Als endogene Ursachen werden beschrieben: Unerlaubte Handlung, mangelhafte finanzielle Bildung/mangelhafte Verbraucherkompetenz, Werteverständnis, unzureichende basale (grundlegende) Allgemeinbildung, unzureichende Binnensteuerung in Mehrpersonen-haushalten.
Die Ausführlichkeit der Beschreibungen und der dazugehörigen Beispiele variiert sehr stark.
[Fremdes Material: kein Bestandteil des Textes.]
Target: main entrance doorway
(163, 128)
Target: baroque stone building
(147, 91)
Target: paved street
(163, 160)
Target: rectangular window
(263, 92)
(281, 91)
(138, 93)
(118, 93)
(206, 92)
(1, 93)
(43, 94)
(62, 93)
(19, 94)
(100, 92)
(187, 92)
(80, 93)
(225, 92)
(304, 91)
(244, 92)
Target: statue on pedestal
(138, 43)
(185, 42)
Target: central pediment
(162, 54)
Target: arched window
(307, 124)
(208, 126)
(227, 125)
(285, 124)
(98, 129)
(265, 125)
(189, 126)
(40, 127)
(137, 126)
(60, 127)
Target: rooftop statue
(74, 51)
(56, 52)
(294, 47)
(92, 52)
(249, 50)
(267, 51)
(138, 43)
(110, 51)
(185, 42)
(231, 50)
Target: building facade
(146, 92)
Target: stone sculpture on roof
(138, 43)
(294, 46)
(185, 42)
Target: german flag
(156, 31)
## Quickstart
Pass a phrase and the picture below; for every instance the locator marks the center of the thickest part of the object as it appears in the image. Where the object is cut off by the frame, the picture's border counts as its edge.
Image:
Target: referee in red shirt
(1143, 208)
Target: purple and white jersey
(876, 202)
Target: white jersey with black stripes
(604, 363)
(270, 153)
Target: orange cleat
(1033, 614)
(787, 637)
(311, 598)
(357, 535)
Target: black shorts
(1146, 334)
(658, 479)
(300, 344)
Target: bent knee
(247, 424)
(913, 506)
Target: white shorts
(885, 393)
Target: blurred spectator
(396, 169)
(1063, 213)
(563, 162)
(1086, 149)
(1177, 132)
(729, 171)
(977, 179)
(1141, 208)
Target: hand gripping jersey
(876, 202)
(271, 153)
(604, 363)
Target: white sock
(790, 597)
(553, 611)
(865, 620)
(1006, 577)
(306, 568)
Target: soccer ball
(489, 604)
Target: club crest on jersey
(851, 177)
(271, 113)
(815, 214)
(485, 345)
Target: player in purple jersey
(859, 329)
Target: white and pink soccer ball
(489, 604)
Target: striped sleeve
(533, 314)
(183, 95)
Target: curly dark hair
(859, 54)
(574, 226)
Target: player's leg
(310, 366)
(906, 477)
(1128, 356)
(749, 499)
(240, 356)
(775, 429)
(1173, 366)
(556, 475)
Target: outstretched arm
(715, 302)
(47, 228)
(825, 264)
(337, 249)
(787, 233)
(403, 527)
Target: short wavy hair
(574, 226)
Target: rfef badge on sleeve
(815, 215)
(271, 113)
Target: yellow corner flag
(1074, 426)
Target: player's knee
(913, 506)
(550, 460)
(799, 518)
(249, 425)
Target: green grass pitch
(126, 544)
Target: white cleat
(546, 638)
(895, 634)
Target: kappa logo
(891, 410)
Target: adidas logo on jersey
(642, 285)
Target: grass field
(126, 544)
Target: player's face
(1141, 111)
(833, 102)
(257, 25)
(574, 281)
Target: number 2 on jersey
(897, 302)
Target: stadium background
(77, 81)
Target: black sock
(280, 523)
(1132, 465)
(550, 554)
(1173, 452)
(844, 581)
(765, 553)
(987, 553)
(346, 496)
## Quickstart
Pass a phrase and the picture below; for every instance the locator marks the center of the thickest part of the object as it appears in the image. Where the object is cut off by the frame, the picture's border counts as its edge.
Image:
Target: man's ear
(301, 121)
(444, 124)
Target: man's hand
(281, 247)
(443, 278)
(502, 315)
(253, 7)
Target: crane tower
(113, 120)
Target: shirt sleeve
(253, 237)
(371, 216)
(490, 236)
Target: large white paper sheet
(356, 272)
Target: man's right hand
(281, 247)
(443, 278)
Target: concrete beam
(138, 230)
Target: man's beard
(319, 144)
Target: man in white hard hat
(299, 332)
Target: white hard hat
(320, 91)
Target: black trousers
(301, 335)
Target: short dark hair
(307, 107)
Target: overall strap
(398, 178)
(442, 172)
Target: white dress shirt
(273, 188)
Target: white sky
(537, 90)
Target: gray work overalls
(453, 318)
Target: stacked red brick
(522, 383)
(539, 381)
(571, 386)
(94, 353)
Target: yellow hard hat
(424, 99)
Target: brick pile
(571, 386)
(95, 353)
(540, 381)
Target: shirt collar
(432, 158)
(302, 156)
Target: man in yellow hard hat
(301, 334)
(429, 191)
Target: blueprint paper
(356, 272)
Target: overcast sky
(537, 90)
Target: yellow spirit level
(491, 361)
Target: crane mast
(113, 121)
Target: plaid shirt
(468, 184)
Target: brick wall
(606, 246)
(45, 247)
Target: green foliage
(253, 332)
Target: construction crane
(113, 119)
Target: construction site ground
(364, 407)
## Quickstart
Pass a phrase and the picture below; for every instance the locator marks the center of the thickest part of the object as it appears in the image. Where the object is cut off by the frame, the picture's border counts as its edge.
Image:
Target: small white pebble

Naturgemäß finden Themen wie „Arbeitslosigkeit“ und „Dauerhaftes Niedrigeinkommen“ mehr Raum als „Familiengründung“ oder „gescheiterte Selbstständigkeit“.
Im Rahmen der Behandlung von endogenen Ursachen formuliert Nicolas Mantseris mehrere Thesen zu den Möglichkeiten von Schuldnerberatung, Verhaltensweisen der Rat-Suchenden zu ändern. Hierbei widerspricht er landläufigen Vorstellungen, dass Menschen grundsätzlich geeignet sind, rationell zu wirtschaften. Verhaltensökonomen hätten vielmehr belegen können, dass der Mensch „… unbewusst bestimmten Verhaltensweisen folgt, die sich nicht mit den normativen Vorstellungen rationaler Ökonomik vertragen.“ (S.18)
Im zweiten Teil des Kompendiums stellt Mantseris ein Zuordnungsschema auf, mit dem er Schuldnerberatern eine Art Leitfaden zur richtigen Ursachenforschung an die Hand geben will. In wenigen Sätzen werden zu den Themen aus Teil eins wichtige Kernaussagen getroffen, mit Hilfe einiger Beispiele dann mögliche Fehlerquellen genannt (sog. Ausschlussprüfung).
Ein umfangreiches Literaturverzeichnis incl. relevanter Veröffentlichungen im Internet vervollständigt das Kompendium.